Theoretical Perspectives on Stratification
Functionalism- Stratification is necessary to induce people with special intelligence, knowledge, and skills to enter the most important occupations.
Conflict- Stratification results from lack of opportunity and from discrimination and prejudice against poor people, women, and people of color.
SI- Stratification affects people’s beliefs, lifestyles, daily interaction, and conceptions of themselves.
Defining and Measuring Class in the United States
Socioeconomic Status (SES); a measure based on occupation, education, and income favored by functionalist sociologists as an indicator of social class position.
Impacts of Stratification
Health- the type and quality of health care is limited to lower classes. They are environmentally prone, there are food deserts in low areas along with low life expectancy.
Income discrepancy- the wage gaps
Lack of social mobility to move to the middle or upper class.
Poverty
Measured by the government with a poverty line: based on the cost of a very minimal diet for a family multiplied by 3. The census defines episodic poverty as being poor for at least two consecutive months in a given period.
Primary & Secondary Sex
Primary sex characteristics are genitals and reproductive organs.
Secondary sex characteristics- distinguishing features that identify male and female that does not involve reproduction: e.g. Body hair, breasts, hips
Characteristics
Features that distinguish a male from a female. Can be primary (genital-related) or secondary (non-genital-related).
Gender
The social and psychological characteristics and behavior that society determines are appropriate for males and females.
Sex
A biological category that distinguished between male and female. XX Chromosomes for female, XY for male.
Differences in Sex & Gender
Gender is social, and sex is biological
Gender Roles
The cultural norms that guide people in enacting what is considered to be feminine or masculine behavior.
Gender Identity
Sense of one’s own gender.
Cisgender
People who identify their gender as the same as that of their assigned biological sex given at birth.
Gender Expression (Masculinity & Feminity)

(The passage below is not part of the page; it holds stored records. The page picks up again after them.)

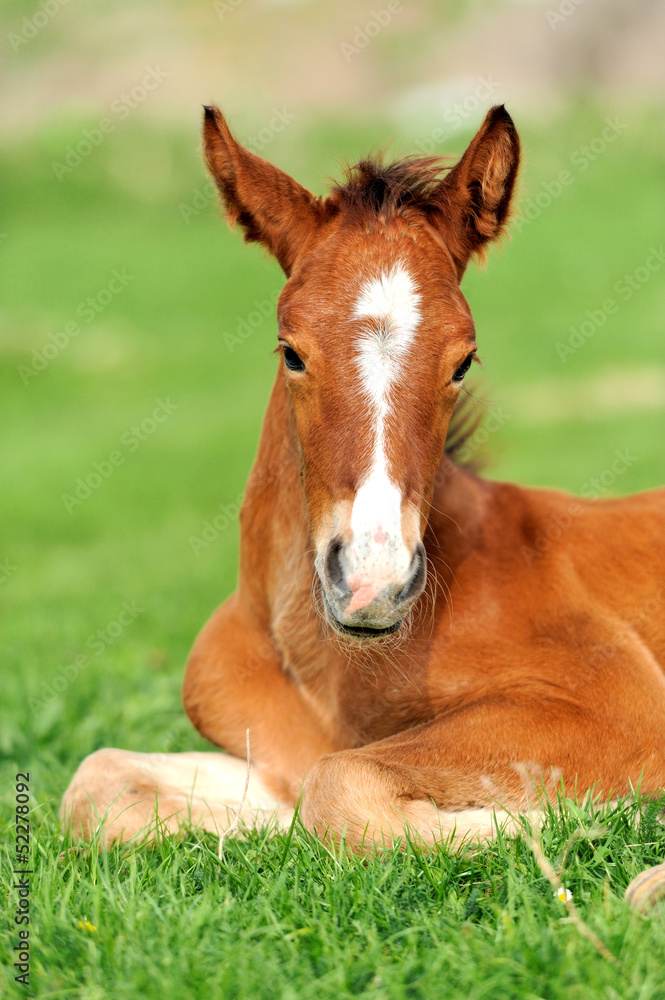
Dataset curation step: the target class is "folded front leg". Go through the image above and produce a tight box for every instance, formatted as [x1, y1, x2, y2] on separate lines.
[60, 749, 293, 845]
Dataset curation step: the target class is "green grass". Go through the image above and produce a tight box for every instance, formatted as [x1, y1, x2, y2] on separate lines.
[0, 108, 665, 1000]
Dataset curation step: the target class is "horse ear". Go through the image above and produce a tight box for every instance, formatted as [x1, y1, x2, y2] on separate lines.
[435, 105, 520, 279]
[203, 107, 325, 276]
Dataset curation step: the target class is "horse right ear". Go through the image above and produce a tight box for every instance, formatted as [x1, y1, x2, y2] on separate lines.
[203, 107, 326, 277]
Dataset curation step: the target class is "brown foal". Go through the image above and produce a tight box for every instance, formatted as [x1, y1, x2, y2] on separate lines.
[63, 101, 665, 847]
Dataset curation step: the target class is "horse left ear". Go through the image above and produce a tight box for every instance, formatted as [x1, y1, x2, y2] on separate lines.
[435, 105, 520, 280]
[203, 107, 326, 277]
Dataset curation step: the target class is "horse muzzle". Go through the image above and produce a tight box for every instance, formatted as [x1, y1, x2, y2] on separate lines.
[317, 538, 427, 638]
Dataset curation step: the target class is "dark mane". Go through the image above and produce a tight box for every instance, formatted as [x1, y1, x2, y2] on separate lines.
[329, 156, 449, 216]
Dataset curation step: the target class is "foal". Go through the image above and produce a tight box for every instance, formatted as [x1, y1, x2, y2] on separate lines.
[63, 107, 665, 846]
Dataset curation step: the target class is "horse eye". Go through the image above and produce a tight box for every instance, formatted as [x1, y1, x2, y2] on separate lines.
[453, 353, 473, 382]
[284, 347, 305, 372]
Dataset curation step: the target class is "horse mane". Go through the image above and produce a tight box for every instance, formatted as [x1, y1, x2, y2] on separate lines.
[328, 156, 451, 218]
[444, 391, 487, 472]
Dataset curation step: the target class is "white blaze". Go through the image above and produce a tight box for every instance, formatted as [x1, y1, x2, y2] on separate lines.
[348, 264, 420, 590]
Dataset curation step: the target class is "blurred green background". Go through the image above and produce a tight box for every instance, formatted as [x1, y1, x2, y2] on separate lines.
[0, 0, 665, 804]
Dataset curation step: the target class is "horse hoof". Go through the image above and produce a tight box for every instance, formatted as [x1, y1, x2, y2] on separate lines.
[624, 864, 665, 913]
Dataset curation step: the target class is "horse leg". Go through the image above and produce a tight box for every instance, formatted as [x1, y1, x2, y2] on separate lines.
[301, 701, 665, 848]
[183, 594, 340, 805]
[60, 749, 293, 845]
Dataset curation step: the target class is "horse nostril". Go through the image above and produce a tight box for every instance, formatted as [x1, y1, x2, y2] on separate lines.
[397, 543, 427, 604]
[326, 538, 351, 597]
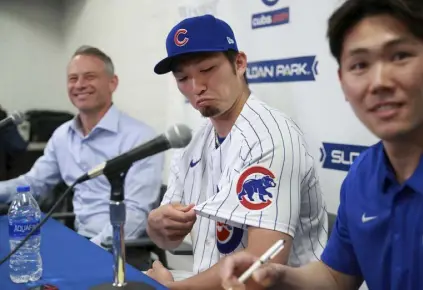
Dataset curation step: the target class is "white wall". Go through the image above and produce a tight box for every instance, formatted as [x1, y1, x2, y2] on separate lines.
[0, 0, 72, 111]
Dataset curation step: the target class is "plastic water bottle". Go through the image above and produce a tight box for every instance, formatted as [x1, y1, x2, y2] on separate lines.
[9, 186, 43, 283]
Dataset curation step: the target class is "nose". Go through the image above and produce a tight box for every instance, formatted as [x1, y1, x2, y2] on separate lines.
[191, 77, 207, 96]
[370, 63, 393, 94]
[75, 78, 86, 90]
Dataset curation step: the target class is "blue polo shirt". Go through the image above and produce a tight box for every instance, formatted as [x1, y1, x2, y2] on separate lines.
[322, 143, 423, 290]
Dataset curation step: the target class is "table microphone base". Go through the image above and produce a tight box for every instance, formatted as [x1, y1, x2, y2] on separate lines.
[90, 282, 156, 290]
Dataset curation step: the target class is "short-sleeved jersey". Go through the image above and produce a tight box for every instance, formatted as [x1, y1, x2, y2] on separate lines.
[162, 95, 327, 273]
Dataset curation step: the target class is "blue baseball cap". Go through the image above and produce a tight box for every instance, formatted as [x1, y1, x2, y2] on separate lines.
[154, 14, 238, 75]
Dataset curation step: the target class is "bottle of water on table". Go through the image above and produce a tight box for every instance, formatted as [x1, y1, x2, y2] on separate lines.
[8, 186, 43, 283]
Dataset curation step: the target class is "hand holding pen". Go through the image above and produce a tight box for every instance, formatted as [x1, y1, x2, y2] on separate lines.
[221, 240, 284, 290]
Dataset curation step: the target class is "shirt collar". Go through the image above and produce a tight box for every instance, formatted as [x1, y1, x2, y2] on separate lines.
[71, 104, 120, 133]
[377, 142, 423, 194]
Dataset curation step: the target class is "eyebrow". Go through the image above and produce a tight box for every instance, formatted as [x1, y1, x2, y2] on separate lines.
[347, 37, 416, 56]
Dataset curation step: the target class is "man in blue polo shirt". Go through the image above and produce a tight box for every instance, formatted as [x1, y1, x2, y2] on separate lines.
[221, 0, 423, 290]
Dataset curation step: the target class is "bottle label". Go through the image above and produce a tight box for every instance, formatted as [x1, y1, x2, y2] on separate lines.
[9, 220, 40, 237]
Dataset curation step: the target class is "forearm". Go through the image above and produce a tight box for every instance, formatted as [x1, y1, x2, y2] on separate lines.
[280, 262, 347, 290]
[166, 255, 268, 290]
[166, 263, 223, 290]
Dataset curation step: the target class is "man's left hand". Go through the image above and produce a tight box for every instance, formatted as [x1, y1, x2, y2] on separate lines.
[146, 261, 174, 286]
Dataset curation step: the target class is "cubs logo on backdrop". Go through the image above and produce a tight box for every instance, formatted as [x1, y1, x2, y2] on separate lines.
[216, 222, 244, 254]
[320, 143, 369, 171]
[251, 7, 289, 29]
[236, 166, 276, 210]
[247, 56, 319, 84]
[261, 0, 279, 6]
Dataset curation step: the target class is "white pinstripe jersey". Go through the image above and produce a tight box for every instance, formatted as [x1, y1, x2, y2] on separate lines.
[162, 95, 327, 274]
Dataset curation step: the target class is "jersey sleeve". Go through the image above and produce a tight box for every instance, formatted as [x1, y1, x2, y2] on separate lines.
[161, 150, 183, 205]
[196, 122, 312, 237]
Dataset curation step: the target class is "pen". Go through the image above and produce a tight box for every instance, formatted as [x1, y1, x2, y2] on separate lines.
[238, 240, 285, 283]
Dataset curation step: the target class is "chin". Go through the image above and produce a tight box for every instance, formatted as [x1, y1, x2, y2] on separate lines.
[373, 127, 413, 141]
[199, 107, 220, 118]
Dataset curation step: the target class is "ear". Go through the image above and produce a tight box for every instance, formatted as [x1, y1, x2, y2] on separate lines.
[109, 75, 119, 92]
[235, 51, 247, 75]
[338, 67, 348, 102]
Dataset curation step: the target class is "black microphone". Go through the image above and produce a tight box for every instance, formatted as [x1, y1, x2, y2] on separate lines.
[0, 112, 25, 130]
[77, 124, 192, 183]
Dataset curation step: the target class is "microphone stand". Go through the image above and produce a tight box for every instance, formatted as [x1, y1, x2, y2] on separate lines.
[91, 169, 155, 290]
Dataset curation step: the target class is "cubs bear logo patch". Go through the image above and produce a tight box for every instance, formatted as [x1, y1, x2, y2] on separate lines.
[236, 166, 276, 210]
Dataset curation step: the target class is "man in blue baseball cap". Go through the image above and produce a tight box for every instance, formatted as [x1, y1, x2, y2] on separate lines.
[147, 15, 327, 290]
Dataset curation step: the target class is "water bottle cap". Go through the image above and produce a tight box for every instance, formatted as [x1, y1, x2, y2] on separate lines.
[16, 185, 30, 193]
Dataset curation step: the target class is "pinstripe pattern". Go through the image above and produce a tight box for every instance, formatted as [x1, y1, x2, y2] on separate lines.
[163, 96, 327, 273]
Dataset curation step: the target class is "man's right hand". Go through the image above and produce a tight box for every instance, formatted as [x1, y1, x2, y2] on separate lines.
[148, 203, 197, 242]
[220, 252, 286, 290]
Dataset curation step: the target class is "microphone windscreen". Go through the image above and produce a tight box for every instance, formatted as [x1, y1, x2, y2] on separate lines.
[10, 112, 25, 125]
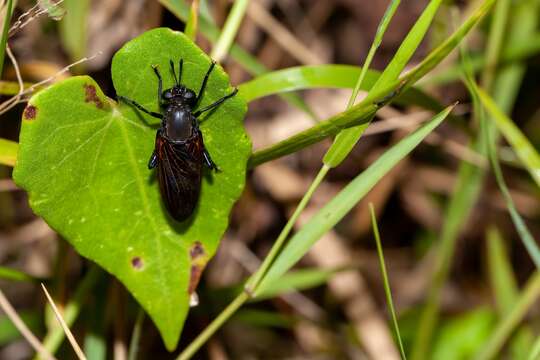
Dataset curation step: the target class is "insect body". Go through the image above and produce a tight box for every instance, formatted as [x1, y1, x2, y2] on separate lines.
[118, 60, 238, 221]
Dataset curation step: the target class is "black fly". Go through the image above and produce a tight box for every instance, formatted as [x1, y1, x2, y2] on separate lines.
[118, 59, 238, 221]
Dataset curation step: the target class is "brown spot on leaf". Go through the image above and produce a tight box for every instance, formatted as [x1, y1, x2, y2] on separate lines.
[189, 241, 204, 261]
[23, 105, 37, 120]
[188, 265, 204, 295]
[84, 84, 103, 109]
[188, 241, 208, 295]
[131, 256, 144, 270]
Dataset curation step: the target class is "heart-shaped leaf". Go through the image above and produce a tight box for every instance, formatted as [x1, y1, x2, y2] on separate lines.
[14, 28, 251, 349]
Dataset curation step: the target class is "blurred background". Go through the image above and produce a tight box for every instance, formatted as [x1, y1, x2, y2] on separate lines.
[0, 0, 540, 359]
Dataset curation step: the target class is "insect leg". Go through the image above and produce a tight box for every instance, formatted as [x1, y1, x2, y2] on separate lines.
[118, 95, 163, 119]
[148, 150, 158, 170]
[152, 65, 163, 105]
[169, 59, 178, 85]
[176, 59, 184, 85]
[193, 88, 238, 117]
[194, 61, 216, 107]
[203, 149, 221, 171]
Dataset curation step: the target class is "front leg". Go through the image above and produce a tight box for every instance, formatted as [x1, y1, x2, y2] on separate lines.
[118, 95, 163, 119]
[152, 65, 162, 105]
[148, 150, 158, 170]
[203, 149, 221, 172]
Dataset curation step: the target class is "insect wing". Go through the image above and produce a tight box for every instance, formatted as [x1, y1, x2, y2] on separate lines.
[156, 133, 204, 221]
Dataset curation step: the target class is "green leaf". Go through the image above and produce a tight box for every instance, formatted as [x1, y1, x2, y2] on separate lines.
[14, 28, 251, 349]
[255, 106, 453, 296]
[0, 139, 19, 166]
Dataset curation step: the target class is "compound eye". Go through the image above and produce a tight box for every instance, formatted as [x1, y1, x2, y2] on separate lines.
[163, 90, 173, 100]
[184, 90, 195, 100]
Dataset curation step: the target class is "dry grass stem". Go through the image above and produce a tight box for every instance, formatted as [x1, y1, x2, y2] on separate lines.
[0, 290, 56, 360]
[41, 283, 86, 360]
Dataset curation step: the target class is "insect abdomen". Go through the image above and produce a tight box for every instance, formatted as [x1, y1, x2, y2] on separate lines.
[156, 134, 207, 221]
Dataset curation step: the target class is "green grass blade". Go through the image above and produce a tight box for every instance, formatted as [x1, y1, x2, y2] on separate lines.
[184, 0, 199, 42]
[476, 271, 540, 360]
[481, 0, 511, 90]
[347, 0, 401, 109]
[254, 268, 342, 301]
[478, 89, 540, 186]
[0, 139, 19, 166]
[255, 107, 453, 295]
[487, 225, 533, 359]
[0, 0, 13, 77]
[249, 0, 495, 167]
[487, 225, 519, 315]
[159, 0, 317, 120]
[420, 32, 540, 86]
[210, 0, 249, 62]
[480, 100, 540, 270]
[369, 203, 407, 360]
[238, 64, 444, 112]
[528, 336, 540, 360]
[59, 0, 90, 66]
[323, 0, 442, 167]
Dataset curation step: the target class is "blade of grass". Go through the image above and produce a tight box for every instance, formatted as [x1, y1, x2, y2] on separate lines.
[249, 0, 495, 167]
[478, 88, 540, 186]
[210, 0, 249, 62]
[419, 32, 540, 86]
[528, 336, 540, 360]
[59, 0, 90, 71]
[477, 92, 540, 270]
[246, 1, 397, 293]
[0, 139, 19, 166]
[184, 0, 199, 41]
[0, 0, 13, 78]
[159, 0, 318, 121]
[128, 307, 144, 360]
[486, 225, 533, 359]
[411, 3, 520, 359]
[238, 64, 444, 112]
[481, 0, 511, 90]
[475, 271, 540, 360]
[323, 0, 442, 168]
[253, 268, 346, 301]
[486, 225, 519, 315]
[347, 0, 401, 109]
[369, 203, 407, 360]
[177, 107, 452, 360]
[254, 106, 453, 296]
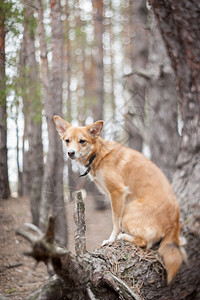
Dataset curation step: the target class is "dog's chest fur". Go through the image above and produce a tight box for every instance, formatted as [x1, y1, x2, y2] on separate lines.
[89, 170, 110, 199]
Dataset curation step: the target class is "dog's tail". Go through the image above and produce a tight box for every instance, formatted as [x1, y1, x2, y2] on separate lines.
[158, 228, 187, 284]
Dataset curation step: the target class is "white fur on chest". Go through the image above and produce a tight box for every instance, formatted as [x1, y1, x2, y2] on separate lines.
[89, 171, 110, 199]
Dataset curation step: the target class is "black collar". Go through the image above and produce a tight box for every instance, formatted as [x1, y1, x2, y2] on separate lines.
[79, 154, 96, 177]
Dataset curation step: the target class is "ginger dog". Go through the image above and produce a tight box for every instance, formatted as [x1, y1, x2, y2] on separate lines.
[54, 116, 184, 283]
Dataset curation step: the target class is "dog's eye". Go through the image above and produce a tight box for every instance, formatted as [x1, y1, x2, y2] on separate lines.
[79, 140, 86, 144]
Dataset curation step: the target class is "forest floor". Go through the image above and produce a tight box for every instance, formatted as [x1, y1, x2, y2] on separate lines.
[0, 193, 112, 300]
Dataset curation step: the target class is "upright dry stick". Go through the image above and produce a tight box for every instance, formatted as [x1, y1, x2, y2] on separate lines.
[74, 191, 86, 256]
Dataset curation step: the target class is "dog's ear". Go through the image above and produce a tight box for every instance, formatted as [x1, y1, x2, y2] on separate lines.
[87, 121, 103, 139]
[53, 116, 71, 138]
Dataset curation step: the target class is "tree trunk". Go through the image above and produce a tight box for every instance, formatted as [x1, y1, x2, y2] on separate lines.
[125, 0, 148, 152]
[19, 31, 32, 196]
[0, 1, 10, 199]
[24, 0, 43, 225]
[38, 0, 67, 245]
[17, 192, 200, 300]
[147, 19, 180, 181]
[151, 0, 200, 233]
[92, 0, 104, 121]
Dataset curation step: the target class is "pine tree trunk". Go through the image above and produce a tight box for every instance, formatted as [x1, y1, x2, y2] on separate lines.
[0, 1, 10, 199]
[151, 0, 200, 232]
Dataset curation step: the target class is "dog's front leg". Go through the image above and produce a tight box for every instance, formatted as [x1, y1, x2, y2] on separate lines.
[102, 190, 124, 246]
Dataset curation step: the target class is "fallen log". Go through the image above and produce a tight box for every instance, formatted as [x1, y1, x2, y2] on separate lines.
[17, 192, 200, 300]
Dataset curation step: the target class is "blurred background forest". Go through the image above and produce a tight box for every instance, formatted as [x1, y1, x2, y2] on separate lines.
[0, 0, 200, 244]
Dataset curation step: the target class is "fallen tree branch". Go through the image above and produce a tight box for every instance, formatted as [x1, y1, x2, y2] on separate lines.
[14, 193, 200, 300]
[74, 191, 86, 256]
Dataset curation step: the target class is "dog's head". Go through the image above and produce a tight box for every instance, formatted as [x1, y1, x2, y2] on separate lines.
[54, 116, 103, 164]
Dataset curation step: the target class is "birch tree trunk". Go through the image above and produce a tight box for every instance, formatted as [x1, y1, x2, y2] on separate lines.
[38, 0, 67, 245]
[24, 0, 43, 225]
[92, 0, 104, 120]
[0, 1, 10, 199]
[125, 0, 148, 151]
[151, 0, 200, 233]
[147, 19, 180, 181]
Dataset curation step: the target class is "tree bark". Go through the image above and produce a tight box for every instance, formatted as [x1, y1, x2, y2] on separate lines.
[147, 16, 180, 181]
[92, 0, 104, 121]
[24, 0, 43, 226]
[125, 0, 148, 152]
[38, 0, 67, 245]
[0, 1, 10, 199]
[151, 0, 200, 233]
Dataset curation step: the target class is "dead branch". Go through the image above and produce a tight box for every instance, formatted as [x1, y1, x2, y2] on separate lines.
[14, 192, 200, 300]
[74, 191, 86, 256]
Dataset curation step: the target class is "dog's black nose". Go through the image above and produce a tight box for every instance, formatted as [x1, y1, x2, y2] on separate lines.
[68, 150, 75, 157]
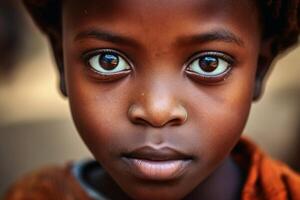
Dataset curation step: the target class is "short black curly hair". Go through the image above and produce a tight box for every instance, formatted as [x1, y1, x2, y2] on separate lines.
[23, 0, 300, 56]
[23, 0, 300, 100]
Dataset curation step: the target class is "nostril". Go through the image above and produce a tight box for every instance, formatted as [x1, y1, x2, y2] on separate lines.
[131, 117, 150, 126]
[128, 105, 187, 128]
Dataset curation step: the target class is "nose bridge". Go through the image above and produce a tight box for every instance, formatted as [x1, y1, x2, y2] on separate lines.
[129, 76, 187, 127]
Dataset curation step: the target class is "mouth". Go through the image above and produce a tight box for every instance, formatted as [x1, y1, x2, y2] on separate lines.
[122, 146, 193, 181]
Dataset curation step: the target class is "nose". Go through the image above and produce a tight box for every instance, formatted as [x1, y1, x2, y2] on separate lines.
[128, 93, 188, 128]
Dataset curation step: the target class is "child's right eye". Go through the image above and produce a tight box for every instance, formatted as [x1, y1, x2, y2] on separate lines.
[83, 49, 131, 77]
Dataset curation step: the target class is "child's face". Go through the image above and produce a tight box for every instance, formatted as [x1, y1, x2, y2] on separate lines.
[63, 0, 260, 199]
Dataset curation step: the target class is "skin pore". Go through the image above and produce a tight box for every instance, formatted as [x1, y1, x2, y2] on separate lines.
[62, 0, 261, 200]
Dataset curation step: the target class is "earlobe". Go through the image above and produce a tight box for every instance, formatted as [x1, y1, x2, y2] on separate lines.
[253, 38, 275, 101]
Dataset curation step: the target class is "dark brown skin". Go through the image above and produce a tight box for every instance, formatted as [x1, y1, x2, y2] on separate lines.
[62, 0, 272, 200]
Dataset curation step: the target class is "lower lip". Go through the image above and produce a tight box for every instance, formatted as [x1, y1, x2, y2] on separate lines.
[125, 158, 191, 181]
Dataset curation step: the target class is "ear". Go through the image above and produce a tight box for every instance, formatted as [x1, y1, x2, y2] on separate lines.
[253, 38, 275, 101]
[48, 32, 68, 97]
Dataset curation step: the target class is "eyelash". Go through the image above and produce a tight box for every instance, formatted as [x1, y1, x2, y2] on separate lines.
[82, 49, 235, 84]
[184, 51, 235, 84]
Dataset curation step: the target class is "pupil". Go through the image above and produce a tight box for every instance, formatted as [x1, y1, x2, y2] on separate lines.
[99, 53, 119, 70]
[199, 56, 219, 72]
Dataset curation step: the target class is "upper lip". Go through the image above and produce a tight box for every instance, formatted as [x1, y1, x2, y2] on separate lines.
[124, 146, 192, 161]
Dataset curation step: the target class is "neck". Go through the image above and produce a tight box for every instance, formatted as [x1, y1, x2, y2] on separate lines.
[185, 157, 243, 200]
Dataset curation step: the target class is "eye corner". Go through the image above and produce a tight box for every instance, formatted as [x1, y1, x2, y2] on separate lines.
[184, 51, 235, 85]
[81, 49, 133, 81]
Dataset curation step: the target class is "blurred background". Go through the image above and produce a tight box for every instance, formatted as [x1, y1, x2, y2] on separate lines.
[0, 0, 300, 197]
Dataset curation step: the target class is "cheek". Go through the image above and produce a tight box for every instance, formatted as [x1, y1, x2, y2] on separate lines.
[66, 56, 128, 160]
[189, 65, 255, 164]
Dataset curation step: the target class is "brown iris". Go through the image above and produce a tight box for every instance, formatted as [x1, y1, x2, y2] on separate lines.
[199, 56, 219, 72]
[99, 53, 119, 70]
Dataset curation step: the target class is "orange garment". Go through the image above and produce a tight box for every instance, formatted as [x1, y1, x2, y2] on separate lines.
[232, 138, 300, 200]
[5, 138, 300, 200]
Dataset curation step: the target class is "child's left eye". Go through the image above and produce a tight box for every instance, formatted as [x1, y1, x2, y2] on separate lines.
[186, 52, 233, 82]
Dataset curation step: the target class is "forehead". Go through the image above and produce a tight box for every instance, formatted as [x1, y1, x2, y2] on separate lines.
[63, 0, 259, 49]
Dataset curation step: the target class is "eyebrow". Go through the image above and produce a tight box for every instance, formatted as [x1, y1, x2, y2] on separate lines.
[74, 29, 138, 46]
[74, 29, 245, 47]
[178, 29, 245, 47]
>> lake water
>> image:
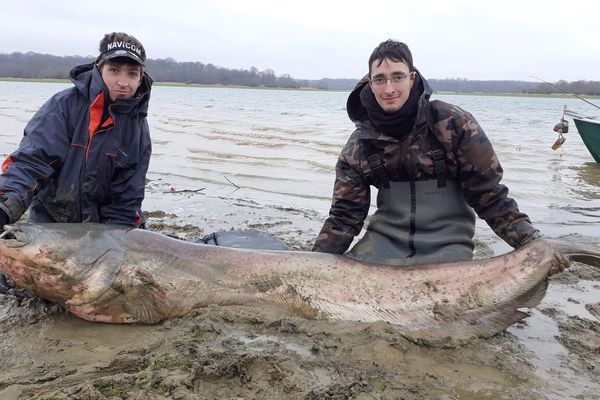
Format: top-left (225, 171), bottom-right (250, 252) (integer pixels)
top-left (0, 82), bottom-right (600, 252)
top-left (0, 81), bottom-right (600, 399)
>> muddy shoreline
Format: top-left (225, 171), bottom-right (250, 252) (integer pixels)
top-left (0, 194), bottom-right (600, 400)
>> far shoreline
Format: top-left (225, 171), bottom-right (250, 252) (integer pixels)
top-left (0, 77), bottom-right (600, 99)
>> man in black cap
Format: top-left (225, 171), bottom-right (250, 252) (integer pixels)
top-left (0, 32), bottom-right (152, 291)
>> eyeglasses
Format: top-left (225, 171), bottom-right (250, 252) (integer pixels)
top-left (370, 72), bottom-right (413, 86)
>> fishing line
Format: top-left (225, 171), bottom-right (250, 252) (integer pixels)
top-left (529, 75), bottom-right (600, 110)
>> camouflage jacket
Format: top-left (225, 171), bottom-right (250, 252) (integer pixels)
top-left (313, 75), bottom-right (539, 254)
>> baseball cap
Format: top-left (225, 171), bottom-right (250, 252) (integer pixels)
top-left (98, 40), bottom-right (146, 66)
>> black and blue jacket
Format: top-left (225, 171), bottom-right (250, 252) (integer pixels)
top-left (0, 63), bottom-right (152, 226)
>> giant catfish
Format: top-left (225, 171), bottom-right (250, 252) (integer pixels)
top-left (0, 223), bottom-right (600, 340)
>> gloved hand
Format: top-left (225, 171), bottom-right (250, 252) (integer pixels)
top-left (0, 209), bottom-right (10, 232)
top-left (515, 231), bottom-right (543, 249)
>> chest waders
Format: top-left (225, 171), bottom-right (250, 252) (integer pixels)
top-left (346, 139), bottom-right (475, 265)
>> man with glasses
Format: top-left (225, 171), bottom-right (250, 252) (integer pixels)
top-left (313, 40), bottom-right (541, 264)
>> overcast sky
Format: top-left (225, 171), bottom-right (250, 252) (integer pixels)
top-left (0, 0), bottom-right (600, 82)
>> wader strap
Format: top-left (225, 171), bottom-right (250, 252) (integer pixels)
top-left (431, 150), bottom-right (446, 188)
top-left (361, 139), bottom-right (390, 189)
top-left (367, 153), bottom-right (390, 189)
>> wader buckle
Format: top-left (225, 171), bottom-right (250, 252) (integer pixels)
top-left (367, 154), bottom-right (390, 189)
top-left (431, 149), bottom-right (446, 189)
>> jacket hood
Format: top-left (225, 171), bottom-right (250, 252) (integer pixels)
top-left (346, 68), bottom-right (432, 128)
top-left (69, 63), bottom-right (153, 114)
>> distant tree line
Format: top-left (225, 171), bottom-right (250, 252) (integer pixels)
top-left (0, 52), bottom-right (600, 95)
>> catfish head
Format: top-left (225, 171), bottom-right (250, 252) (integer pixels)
top-left (0, 223), bottom-right (170, 323)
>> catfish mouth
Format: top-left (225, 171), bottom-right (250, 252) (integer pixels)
top-left (0, 225), bottom-right (33, 248)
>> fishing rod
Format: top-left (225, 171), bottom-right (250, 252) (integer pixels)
top-left (529, 75), bottom-right (600, 110)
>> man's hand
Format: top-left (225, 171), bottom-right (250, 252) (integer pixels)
top-left (515, 231), bottom-right (542, 249)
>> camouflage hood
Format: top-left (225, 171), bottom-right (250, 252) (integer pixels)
top-left (346, 68), bottom-right (432, 136)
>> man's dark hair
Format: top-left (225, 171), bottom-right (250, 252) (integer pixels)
top-left (97, 32), bottom-right (146, 70)
top-left (369, 39), bottom-right (414, 75)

Self-presentation (performance) of gender-making claims to masculinity and femininity.
Intersex Conditions
Those born with sex characteristics that do not fit our binary ideas of male and female bodies: XXY Klinefelter Syndrome, XXX or Trisomy X Syndrome
Sexual Orientation
The scientifically accurate term for an individual’s enduring physical, romantic/ emotional attraction to members of the same/opposite sex, including lesbian, gay, bisexual, and heterosexual orientations.
View of Gender via Biological Essentialist
Gender is pre-determined by biology instead of shaped by society.